デビットカードを使うと何が便利?

デビットカードの歴史

デビットカードが日本で始まったのは、1984年のことです。当時の大蔵省が最初の通達をだして以降、各地で当時は「銀行POS」「バンクPOS」と呼ばれるデビットカードのサービスが始まりました。しかし、デビットカードの利用者には事前に口座振替依頼書の提出を行わせるなどの手続きが必要だったこともあり、なかなか一般市民向けには普及することがなかったのです。

そして1997年にデビットカードの普及を目的として銀行POSに対する規制が緩和されたことで、業界もデビットカードの普及に動き出しました。旧富士銀行の出身者を母体とした組織が生まれ、デビットカード推進協議会がたちあがると、具体的なシステムの検討が始まり、2000年3月「J-Debit(ジェイデビット)」という名称で、本格的なデビットカードサービスが開始されたのです。

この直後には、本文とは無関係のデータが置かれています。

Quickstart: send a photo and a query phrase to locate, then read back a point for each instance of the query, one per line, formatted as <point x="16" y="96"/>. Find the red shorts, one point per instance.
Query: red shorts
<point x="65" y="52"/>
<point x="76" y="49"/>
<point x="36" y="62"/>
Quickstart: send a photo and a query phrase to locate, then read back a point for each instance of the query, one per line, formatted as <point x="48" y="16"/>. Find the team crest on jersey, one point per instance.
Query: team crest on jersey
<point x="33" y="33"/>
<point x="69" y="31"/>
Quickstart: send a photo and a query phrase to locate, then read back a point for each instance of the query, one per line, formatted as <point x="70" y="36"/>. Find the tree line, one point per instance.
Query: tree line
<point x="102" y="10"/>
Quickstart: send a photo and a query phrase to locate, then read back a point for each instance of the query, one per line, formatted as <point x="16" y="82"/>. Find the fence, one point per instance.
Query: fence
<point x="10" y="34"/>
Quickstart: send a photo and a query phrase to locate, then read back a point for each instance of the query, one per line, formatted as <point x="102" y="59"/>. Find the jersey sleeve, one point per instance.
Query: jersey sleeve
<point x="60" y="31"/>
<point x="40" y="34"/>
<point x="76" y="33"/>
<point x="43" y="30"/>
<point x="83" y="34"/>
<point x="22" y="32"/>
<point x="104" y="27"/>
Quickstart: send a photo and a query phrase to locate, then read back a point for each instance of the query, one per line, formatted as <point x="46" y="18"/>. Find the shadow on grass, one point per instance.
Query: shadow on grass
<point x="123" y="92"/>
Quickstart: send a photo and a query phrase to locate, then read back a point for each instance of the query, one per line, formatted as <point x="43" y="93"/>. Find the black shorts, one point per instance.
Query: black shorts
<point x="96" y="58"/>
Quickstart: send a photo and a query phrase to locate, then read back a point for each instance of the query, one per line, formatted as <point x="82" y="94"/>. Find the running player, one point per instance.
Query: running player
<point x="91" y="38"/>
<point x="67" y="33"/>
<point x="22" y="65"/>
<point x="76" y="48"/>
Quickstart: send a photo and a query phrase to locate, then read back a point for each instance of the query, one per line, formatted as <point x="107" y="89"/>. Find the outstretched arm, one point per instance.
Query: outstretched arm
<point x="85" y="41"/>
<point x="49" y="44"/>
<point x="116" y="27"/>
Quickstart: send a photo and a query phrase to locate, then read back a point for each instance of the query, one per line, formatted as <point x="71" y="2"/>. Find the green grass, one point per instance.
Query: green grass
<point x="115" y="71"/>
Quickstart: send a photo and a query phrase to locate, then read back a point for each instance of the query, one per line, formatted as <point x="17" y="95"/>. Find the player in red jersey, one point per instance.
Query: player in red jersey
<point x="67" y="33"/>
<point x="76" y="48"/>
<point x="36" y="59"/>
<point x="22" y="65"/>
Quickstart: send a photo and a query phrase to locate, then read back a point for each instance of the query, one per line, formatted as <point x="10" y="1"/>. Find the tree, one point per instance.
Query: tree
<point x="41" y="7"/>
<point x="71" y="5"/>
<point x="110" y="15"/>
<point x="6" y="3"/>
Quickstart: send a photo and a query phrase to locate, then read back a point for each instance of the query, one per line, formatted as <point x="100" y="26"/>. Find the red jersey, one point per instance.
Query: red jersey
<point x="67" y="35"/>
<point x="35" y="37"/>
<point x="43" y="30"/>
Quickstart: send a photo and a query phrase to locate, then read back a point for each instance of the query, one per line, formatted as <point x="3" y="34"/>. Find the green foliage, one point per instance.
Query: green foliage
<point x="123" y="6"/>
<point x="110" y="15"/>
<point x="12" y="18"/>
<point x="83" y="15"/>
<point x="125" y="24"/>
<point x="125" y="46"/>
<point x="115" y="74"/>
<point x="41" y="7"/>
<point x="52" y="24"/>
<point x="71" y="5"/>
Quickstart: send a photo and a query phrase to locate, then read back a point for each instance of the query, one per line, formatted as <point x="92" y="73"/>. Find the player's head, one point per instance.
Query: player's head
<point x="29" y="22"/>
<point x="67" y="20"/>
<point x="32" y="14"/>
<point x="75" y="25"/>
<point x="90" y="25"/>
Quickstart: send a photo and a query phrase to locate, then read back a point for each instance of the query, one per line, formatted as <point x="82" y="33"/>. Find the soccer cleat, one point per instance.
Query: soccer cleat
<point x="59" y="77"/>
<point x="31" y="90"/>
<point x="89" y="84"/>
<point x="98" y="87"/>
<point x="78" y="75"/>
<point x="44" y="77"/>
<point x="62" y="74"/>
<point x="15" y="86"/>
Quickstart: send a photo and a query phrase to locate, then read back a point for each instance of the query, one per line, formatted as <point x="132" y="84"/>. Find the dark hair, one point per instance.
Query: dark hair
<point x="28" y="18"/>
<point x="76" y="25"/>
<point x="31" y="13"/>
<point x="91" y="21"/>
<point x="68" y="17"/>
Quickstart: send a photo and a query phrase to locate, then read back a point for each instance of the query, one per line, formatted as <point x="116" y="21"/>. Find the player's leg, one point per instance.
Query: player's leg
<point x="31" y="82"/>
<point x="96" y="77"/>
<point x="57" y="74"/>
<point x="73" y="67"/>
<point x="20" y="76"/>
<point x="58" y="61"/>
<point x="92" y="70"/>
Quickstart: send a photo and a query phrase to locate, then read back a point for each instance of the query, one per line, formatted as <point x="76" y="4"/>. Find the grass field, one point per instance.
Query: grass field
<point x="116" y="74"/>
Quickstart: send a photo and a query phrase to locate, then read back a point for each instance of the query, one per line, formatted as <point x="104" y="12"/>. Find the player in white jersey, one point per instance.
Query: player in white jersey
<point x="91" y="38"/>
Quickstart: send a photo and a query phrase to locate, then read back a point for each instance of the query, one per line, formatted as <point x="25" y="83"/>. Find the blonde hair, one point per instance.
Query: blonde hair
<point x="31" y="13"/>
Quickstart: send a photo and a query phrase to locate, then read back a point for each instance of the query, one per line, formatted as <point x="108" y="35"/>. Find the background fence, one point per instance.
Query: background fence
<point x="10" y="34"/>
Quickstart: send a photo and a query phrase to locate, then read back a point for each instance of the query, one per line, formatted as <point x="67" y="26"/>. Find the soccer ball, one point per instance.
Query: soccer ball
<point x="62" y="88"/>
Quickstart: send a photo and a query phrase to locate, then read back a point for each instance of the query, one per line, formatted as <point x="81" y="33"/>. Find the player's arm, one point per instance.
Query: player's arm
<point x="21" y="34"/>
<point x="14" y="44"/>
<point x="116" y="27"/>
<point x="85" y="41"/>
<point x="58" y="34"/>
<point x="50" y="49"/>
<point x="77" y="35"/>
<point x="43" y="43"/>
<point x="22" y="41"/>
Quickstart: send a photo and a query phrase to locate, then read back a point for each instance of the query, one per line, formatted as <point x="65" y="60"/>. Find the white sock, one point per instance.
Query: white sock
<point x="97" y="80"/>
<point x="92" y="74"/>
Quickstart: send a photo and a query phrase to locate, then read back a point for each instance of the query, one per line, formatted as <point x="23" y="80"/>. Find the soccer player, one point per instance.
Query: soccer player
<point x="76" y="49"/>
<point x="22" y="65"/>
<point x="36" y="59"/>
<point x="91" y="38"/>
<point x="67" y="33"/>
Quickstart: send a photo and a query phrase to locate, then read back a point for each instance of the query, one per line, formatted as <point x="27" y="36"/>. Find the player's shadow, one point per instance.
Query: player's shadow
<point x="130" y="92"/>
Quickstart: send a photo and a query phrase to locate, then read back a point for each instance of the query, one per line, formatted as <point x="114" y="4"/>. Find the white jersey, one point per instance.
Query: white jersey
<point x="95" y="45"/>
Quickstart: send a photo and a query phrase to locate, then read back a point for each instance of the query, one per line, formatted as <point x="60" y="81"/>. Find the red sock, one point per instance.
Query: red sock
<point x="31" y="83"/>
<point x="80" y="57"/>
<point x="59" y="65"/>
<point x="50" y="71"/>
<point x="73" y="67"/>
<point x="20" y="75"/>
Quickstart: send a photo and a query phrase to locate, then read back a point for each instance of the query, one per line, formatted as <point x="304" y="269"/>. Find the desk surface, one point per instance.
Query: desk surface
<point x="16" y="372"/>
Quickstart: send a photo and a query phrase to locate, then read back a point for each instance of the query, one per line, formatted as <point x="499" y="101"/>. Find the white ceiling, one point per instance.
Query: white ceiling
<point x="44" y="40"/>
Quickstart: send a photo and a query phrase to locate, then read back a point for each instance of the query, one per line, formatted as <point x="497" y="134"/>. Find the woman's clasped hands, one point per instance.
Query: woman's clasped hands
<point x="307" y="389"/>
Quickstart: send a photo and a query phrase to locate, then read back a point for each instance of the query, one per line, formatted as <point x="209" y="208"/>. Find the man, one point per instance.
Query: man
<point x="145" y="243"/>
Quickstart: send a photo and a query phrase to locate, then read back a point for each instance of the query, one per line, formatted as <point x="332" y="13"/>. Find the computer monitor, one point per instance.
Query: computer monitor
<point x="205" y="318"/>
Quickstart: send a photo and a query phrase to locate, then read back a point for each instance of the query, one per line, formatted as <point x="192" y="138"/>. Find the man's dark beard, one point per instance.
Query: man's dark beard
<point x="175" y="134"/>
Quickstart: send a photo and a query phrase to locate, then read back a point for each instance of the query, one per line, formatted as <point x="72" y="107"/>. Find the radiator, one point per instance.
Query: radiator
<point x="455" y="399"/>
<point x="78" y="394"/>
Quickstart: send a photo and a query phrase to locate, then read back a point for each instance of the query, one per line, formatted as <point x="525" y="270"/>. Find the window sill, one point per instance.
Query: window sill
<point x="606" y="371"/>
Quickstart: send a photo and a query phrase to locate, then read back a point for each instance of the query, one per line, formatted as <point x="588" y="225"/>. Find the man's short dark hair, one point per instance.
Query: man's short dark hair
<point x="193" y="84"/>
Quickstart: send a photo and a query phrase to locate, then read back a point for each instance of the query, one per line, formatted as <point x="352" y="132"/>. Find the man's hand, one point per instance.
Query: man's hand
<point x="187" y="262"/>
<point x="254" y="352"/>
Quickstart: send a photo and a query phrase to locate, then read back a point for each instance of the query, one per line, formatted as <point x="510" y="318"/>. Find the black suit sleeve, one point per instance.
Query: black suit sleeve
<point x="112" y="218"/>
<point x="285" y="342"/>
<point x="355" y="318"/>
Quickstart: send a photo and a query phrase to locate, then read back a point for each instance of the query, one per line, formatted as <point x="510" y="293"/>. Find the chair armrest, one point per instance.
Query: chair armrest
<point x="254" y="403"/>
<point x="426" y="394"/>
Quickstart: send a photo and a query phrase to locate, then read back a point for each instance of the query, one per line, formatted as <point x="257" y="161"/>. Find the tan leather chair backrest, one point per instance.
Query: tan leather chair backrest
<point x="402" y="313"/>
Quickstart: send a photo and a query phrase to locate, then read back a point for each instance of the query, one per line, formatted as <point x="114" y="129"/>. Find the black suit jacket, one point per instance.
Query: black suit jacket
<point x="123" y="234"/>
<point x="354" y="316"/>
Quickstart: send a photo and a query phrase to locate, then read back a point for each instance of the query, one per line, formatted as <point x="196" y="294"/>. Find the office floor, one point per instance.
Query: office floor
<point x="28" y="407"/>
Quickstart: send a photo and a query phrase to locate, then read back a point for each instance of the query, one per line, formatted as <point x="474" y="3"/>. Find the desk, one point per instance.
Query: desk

かつても現在も、デビットカードと言う名称の専用カードは存在せず、銀行のATMカードがデビットカードを兼ねることが多くなっています。これもJ−Debitの普及を促進するための方策の1つでした。なお、デビットカードはお金を所持していなくても買い物ができるという点でいえば、クレジットカードと変わりません。

ただし、それぞれのカードの決済システムは全く違います。デビットカードは銀行口座に直結しており、カードを利用して買い物をすると即座に銀行口座からお金が引き落とされます。従って、現在所有しているお金から支払うことになり、使った分だけ口座のお金が減っていきます。つまりデビットカードは銀行口座にあるお金を使用するため、所有しているお金の範囲内で利用できるという、利用者の安心感があります。これもデビットカードサービスが定着するに至った要因の1つです。